One of the major points for signed tokens is stateless operation. If you need to maintain a blacklist, you lose that, and the question arises: why not just have a whitelist of tokens/UUIDs/... to begin with?

This is why people suggest "short tokens" as a work-around, accepting a 5min window of unrevokable tokens as trade-off.

Or, one has to justify that a blacklist implementation is significantly cheaper than a whitelist one. But is it, really?


If you have a sole identity provider, or token issuer, the blacklist can be quite simple to maintain. Plus, with short token life spans, you probably aren't revoking tokens very frequently.

In my experience, usage of the black list occurred with two use cases:

1) Invalidating all of a user's tokens 2) Alteration of claims that a user's JWT should have

As far as your applications go, you still have the benefit of not having to bother with checking the state (this is already done by the gateway).


That depends on the size of your system. I've worked on systems with so many servers that it would be cripplingly difficult to quickly propagate all whitelist updates to all servers in all services that would need to verify against the whitelist, and the alternative of doing a lookup against the whitelist for every request would be extremely expensive.

On the other hand, you generally expect that you rarely ever need to actually revoke tokens, so you can naturally expect that a blacklist will change infrequently and will remain tiny compared to the whitelist.

As the size of the service grows, most people converge to a fast train/slow train design: the whitelist is big and is accessed infrequently, and the blacklist is tiny (goes obsolete within the TTL of the whitelist query) and can be pushed out quickly.

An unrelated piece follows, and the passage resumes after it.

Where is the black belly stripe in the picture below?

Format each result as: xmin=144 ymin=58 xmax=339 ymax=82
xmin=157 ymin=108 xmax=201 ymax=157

If you're one of the tech giants, it's not slightly cheaper, it's a lot cheaper.


Or more simply, just check that the JWT has an expiry date, and it's a "sane" one - you can do both these checks without requiring a blacklist.


yep. however, the token is then not "stateless" anymore since you have to take note of the blacklisted state.

however, once you really care about the security perimeter, i think the requirement/wish "stateless" must be dropped.